So, the scientist would find C14-to-C12 ratios ranging from: .34 \times 10^$- to - [insert 000$ year calculation here].The method of carbon dating makes use of the fact that all living organisms contain two isotopes of carbon, carbon-12, denoted 12C (a stable isotope), and carbon-14, denoted 14C (a radioactive isotope).The question is a paleontologist discovers remains of animals that appear to have died at the onset of the Holocene ice age, between 1000 years ago.what range of C^14 to C^12 ratio would the scientist expect to find in the animal remains?There are several ways to figure out relative ages, that is, if one thing is older than another.

If possible, the ink should be tested, since a recent forgery would use recently-made ink.

Im not really sure how to go about solving this problem, any help would be apprecaited.

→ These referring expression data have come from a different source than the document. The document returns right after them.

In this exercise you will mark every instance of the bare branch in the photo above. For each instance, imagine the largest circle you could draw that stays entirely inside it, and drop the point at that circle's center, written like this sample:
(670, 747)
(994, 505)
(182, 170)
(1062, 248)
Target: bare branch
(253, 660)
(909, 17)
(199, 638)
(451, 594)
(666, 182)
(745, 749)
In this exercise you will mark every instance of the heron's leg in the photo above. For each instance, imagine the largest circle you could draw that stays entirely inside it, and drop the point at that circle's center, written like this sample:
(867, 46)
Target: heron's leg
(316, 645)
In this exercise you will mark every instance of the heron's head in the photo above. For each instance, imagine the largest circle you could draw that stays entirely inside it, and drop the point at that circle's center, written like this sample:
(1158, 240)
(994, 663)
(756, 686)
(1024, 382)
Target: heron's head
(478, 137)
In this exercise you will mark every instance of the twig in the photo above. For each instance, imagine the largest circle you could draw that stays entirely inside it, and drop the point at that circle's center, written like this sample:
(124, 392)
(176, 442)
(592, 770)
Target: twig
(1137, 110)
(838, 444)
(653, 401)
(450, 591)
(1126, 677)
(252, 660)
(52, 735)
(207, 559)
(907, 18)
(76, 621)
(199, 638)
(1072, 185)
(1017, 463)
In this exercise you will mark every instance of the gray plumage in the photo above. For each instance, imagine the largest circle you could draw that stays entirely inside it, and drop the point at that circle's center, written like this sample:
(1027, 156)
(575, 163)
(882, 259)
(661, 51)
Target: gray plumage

The exponential decay formula is given by: $$m(t) = m_0 e^$$ where $\displaystyle r = \frac$, $h$ = half-life of Carbon-14 = 30$years,$m_0\$ is of the initial mass of the radioactive substance.

How am I supposed to figure out what the decay constant is?

I can do this by working from the definition of "half-life": in the given amount of time (in this case, hours.

Above is a graph that illustrates the relationship between how much Carbon 14 is left in a sample and how old it is.